The accuracy of cfDNA in identifying chromosomal aneuploidy depends on several factors, including the relative amount of fetal to maternal DNA, the chance that a chromosome abnormality is present (that is, the risk based on maternal age or results of other screening), and other factors such as the presence of twins or a nonviable second fetus, or the presence of placental mosaicism.
Because of these variables, both false-positive and false-negative results can occur, and the test is not diagnostic but rather is considered a screening test. A positive result does not mean that the fetus is definitely affected with aneuploidy.
What are the advantages of cfDNA screening for low-risk patients?
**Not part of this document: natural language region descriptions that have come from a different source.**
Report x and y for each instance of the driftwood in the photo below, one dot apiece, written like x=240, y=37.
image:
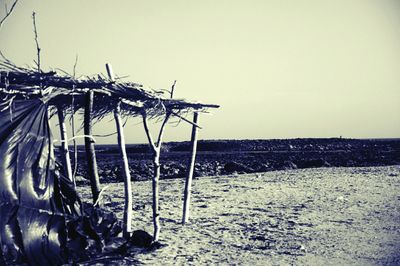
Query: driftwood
x=124, y=164
x=189, y=177
x=89, y=147
x=156, y=148
x=64, y=145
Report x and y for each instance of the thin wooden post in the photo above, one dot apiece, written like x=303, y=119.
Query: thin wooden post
x=64, y=145
x=156, y=198
x=124, y=165
x=156, y=149
x=189, y=177
x=125, y=172
x=89, y=147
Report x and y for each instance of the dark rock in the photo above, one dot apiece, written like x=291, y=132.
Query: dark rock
x=312, y=163
x=141, y=238
x=231, y=167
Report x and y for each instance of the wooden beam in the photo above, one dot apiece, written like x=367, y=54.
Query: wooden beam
x=89, y=147
x=125, y=173
x=124, y=165
x=156, y=149
x=189, y=177
x=66, y=161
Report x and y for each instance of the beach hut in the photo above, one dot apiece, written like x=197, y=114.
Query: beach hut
x=43, y=220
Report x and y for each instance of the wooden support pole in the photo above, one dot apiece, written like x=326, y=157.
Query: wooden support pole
x=89, y=147
x=189, y=177
x=124, y=165
x=156, y=197
x=125, y=172
x=156, y=149
x=66, y=161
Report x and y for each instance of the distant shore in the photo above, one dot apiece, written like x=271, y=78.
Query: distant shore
x=225, y=157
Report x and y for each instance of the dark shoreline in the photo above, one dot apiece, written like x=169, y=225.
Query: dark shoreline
x=224, y=157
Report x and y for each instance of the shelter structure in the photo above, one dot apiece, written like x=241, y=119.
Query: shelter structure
x=42, y=218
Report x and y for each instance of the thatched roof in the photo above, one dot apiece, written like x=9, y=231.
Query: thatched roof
x=64, y=90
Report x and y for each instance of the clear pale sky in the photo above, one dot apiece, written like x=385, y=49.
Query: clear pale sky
x=279, y=69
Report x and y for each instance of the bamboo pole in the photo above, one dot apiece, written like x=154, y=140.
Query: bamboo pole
x=124, y=165
x=89, y=147
x=156, y=149
x=64, y=145
x=189, y=177
x=125, y=172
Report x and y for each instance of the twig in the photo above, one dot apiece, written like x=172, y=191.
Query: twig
x=186, y=120
x=73, y=123
x=8, y=12
x=75, y=64
x=36, y=40
x=172, y=89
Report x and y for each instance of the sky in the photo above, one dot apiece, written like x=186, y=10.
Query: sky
x=279, y=69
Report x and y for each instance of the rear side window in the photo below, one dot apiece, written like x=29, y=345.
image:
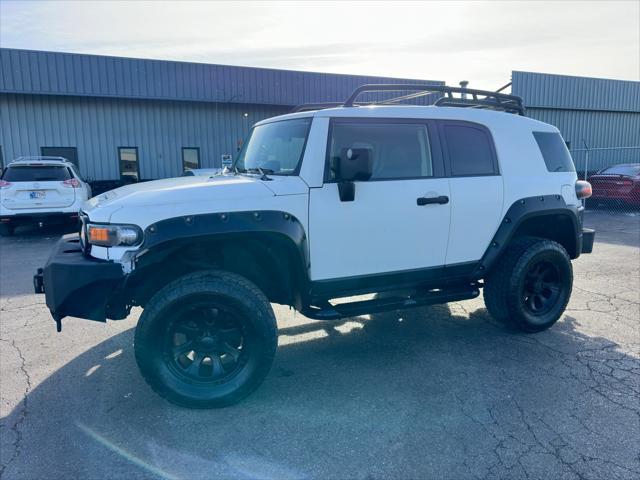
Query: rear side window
x=43, y=173
x=470, y=150
x=554, y=151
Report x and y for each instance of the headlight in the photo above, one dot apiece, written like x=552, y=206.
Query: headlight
x=114, y=235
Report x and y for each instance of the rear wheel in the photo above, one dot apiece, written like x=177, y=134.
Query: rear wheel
x=206, y=340
x=530, y=286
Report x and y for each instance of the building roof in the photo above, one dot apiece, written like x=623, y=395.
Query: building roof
x=543, y=90
x=52, y=73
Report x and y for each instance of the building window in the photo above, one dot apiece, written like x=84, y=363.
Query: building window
x=129, y=167
x=190, y=158
x=69, y=153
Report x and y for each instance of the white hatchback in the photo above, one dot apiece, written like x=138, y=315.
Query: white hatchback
x=40, y=190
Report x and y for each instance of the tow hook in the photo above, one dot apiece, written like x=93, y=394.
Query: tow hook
x=38, y=283
x=58, y=320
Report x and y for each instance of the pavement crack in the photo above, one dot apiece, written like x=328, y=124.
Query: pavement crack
x=22, y=415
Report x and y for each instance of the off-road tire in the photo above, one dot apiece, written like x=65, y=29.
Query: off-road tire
x=240, y=295
x=504, y=290
x=6, y=230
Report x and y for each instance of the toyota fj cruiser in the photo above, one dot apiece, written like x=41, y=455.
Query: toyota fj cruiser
x=433, y=202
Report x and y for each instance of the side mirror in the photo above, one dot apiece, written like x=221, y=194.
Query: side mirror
x=354, y=164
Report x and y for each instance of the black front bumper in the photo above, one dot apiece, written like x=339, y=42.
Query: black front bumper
x=588, y=237
x=79, y=286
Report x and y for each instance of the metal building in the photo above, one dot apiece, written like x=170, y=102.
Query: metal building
x=121, y=117
x=599, y=119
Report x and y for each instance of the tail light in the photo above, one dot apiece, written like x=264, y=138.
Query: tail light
x=583, y=189
x=71, y=183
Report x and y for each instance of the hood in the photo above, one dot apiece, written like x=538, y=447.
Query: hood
x=172, y=191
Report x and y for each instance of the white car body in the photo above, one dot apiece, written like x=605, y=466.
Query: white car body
x=202, y=171
x=25, y=196
x=436, y=235
x=421, y=205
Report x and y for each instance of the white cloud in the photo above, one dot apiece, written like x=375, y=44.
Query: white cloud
x=480, y=42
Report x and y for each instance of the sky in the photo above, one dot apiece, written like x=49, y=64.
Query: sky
x=477, y=41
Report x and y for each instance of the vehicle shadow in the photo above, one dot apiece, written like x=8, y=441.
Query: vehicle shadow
x=434, y=392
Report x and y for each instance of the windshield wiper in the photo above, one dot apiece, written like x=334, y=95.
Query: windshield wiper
x=262, y=171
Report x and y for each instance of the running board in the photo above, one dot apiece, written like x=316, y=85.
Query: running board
x=327, y=311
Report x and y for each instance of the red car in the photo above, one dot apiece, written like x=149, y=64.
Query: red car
x=619, y=184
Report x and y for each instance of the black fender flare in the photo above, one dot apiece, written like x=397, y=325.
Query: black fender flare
x=166, y=237
x=521, y=211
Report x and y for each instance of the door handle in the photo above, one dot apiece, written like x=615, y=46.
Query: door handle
x=441, y=200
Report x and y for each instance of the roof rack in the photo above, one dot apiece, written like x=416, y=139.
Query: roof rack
x=39, y=158
x=468, y=97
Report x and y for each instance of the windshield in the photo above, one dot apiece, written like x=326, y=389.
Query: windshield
x=629, y=170
x=36, y=173
x=276, y=147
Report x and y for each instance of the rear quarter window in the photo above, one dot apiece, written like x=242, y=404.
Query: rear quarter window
x=43, y=173
x=469, y=148
x=554, y=152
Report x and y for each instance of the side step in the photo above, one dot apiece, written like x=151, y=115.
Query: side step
x=327, y=311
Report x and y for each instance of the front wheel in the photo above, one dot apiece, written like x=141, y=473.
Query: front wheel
x=206, y=340
x=530, y=286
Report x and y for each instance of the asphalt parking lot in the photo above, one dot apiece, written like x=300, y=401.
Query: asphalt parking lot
x=438, y=392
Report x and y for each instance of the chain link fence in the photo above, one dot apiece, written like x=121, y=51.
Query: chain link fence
x=615, y=202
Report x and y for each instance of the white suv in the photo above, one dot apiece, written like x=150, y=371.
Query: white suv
x=40, y=190
x=430, y=203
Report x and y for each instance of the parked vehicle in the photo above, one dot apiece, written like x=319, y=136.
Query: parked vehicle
x=202, y=171
x=431, y=202
x=617, y=184
x=40, y=190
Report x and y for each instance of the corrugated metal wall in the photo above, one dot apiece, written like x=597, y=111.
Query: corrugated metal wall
x=98, y=126
x=601, y=113
x=97, y=104
x=51, y=73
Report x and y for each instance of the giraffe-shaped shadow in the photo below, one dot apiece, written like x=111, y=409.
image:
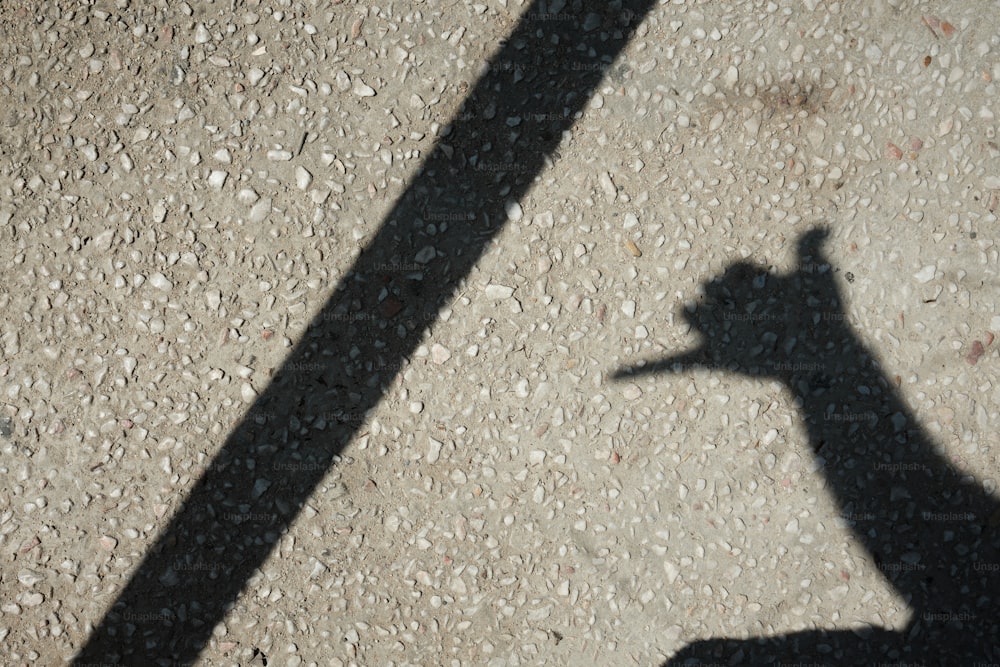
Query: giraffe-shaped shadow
x=929, y=528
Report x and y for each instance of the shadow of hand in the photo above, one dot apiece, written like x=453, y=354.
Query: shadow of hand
x=926, y=529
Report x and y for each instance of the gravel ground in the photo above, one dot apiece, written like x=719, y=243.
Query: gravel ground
x=186, y=187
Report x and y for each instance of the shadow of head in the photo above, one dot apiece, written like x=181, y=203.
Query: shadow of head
x=925, y=528
x=759, y=323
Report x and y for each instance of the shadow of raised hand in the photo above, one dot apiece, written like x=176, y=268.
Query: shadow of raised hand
x=928, y=527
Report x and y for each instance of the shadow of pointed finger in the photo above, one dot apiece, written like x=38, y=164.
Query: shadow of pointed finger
x=814, y=647
x=674, y=364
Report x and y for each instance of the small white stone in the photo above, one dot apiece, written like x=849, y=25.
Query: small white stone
x=29, y=577
x=217, y=178
x=247, y=196
x=260, y=210
x=926, y=274
x=433, y=450
x=248, y=393
x=255, y=75
x=513, y=210
x=439, y=353
x=159, y=281
x=362, y=89
x=495, y=292
x=302, y=178
x=732, y=76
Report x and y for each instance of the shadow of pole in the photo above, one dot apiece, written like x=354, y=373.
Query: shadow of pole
x=928, y=528
x=264, y=473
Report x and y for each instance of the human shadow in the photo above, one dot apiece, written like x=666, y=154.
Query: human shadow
x=510, y=124
x=928, y=527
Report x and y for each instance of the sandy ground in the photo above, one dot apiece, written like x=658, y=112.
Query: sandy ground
x=185, y=185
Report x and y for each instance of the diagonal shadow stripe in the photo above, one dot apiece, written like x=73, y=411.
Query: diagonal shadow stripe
x=545, y=73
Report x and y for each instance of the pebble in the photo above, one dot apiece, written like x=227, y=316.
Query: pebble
x=513, y=210
x=302, y=178
x=160, y=281
x=439, y=354
x=217, y=178
x=260, y=210
x=362, y=89
x=248, y=393
x=434, y=450
x=496, y=292
x=926, y=274
x=616, y=519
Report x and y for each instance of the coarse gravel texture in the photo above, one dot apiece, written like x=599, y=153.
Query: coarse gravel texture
x=183, y=185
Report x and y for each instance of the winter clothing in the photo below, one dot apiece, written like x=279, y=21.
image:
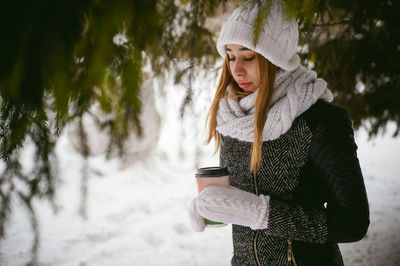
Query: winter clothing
x=277, y=40
x=294, y=93
x=313, y=164
x=232, y=205
x=310, y=175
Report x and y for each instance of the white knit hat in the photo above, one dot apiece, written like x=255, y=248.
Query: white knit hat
x=277, y=40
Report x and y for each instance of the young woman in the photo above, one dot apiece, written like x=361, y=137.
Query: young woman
x=296, y=185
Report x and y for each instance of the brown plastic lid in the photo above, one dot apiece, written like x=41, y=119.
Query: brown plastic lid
x=214, y=171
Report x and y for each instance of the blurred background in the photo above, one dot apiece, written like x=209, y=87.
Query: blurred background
x=103, y=108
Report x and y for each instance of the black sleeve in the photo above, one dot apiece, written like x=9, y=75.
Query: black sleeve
x=334, y=154
x=221, y=153
x=346, y=216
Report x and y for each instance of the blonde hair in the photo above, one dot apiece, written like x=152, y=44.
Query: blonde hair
x=267, y=72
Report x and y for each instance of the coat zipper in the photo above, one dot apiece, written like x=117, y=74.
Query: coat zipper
x=256, y=236
x=290, y=253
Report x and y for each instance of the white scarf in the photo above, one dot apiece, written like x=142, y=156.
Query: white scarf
x=293, y=94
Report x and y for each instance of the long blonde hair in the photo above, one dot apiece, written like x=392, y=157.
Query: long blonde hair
x=267, y=72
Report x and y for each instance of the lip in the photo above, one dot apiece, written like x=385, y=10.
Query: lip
x=244, y=85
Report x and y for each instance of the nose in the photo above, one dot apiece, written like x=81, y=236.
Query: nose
x=238, y=68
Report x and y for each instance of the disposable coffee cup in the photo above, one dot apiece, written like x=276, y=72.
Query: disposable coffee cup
x=212, y=176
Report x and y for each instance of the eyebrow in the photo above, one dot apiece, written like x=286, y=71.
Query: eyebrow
x=241, y=49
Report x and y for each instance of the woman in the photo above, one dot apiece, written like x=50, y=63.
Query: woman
x=296, y=185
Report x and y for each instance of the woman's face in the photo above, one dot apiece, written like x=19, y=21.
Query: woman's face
x=244, y=67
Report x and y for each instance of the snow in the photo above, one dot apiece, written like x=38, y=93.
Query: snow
x=137, y=213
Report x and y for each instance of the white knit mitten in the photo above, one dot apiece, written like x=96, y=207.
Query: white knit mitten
x=234, y=206
x=196, y=221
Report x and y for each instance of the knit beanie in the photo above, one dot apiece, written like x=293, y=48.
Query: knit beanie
x=277, y=40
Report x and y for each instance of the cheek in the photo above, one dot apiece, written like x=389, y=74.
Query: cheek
x=254, y=72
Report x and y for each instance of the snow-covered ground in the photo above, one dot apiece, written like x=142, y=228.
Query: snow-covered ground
x=137, y=215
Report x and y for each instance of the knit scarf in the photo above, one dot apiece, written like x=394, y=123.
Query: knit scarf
x=293, y=94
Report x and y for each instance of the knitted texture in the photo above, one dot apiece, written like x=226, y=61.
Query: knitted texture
x=294, y=93
x=317, y=194
x=234, y=206
x=278, y=38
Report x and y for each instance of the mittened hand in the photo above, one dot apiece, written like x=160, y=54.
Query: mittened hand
x=229, y=205
x=196, y=221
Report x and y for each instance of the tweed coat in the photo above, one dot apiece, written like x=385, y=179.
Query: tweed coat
x=316, y=188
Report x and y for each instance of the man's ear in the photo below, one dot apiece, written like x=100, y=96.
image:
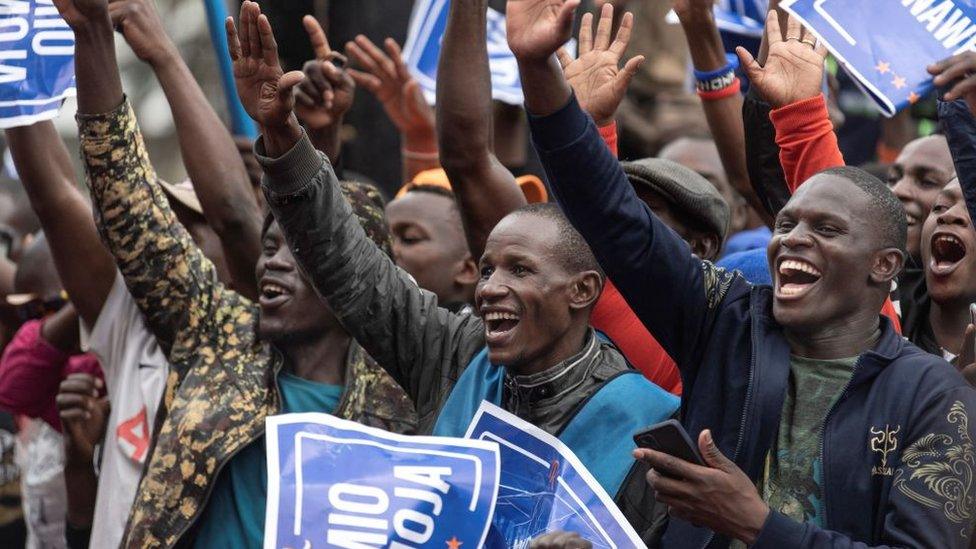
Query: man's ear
x=467, y=272
x=887, y=264
x=707, y=246
x=585, y=289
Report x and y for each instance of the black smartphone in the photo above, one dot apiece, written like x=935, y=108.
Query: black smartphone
x=669, y=437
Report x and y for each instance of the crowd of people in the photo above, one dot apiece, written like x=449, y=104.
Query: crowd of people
x=810, y=324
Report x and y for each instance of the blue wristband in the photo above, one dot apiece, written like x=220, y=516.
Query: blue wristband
x=731, y=66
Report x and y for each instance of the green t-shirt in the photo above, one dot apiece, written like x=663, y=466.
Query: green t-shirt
x=793, y=484
x=234, y=516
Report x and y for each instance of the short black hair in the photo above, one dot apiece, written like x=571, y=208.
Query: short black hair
x=888, y=214
x=573, y=252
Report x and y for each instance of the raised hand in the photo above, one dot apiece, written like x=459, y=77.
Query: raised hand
x=327, y=92
x=957, y=71
x=83, y=414
x=599, y=83
x=265, y=90
x=385, y=75
x=795, y=66
x=560, y=540
x=139, y=22
x=537, y=28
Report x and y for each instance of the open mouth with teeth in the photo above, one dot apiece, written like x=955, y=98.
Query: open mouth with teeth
x=499, y=324
x=948, y=251
x=272, y=294
x=795, y=278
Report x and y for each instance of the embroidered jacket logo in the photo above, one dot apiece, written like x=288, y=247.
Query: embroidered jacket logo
x=884, y=442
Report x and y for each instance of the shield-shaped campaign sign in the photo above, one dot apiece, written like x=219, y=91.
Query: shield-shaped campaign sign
x=887, y=44
x=335, y=483
x=36, y=62
x=545, y=487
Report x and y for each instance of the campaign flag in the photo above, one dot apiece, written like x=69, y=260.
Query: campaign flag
x=423, y=48
x=544, y=487
x=739, y=17
x=336, y=483
x=36, y=62
x=886, y=44
x=745, y=17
There are several benefits of cfDNA screening versus traditional screening or diagnostic testing, which are the other options available (TABLE 2). For Down syndrome, the detection rate is higher and the false-positive rate is lower than that seen with traditional aneuploidy screening using serum analytes and nuchal translucency ultrasonography.1,2
TABLE 2 Pros and cons of cfDNA screening in low-risk patients
Pros
- High detection rate and very low false-positive rate
- Can be performed any time after 10 weeks’ gestation
- Requires a single blood test at any gestational age
- Results presented in simple “Yes” or “No” format
- As with other screening tests, cfDNA provides a noninvasive determination of risk
Cons
- Tests for a limited range of conditions, which are rare in low-risk patients
- Is not as comprehensive or definitive as diagnostic testing with amniocentesis or chorionic villus sampling
- Results do not adjust for patient’s prior risk
- Positive results require calculation and interpretation of positive predictive value by provider
- Low fetal DNA and other factors can lead to test failure in some cases
- Cannot be used with vanishing twin
- Can reveal unsuspected maternal conditions of uncertain significance
The test can be done any time after 10 weeks’ gestation without the narrow gestational-age windows required or the need for accurate gestational age determination using traditional screening to accurately interpret results. cfDNA screening involves a single blood test that does not require integration with multiple serum markers or ultrasound findings. Finally, results are generally presented in a simple “Yes” or “No” format that is easy for providers and patients to understand.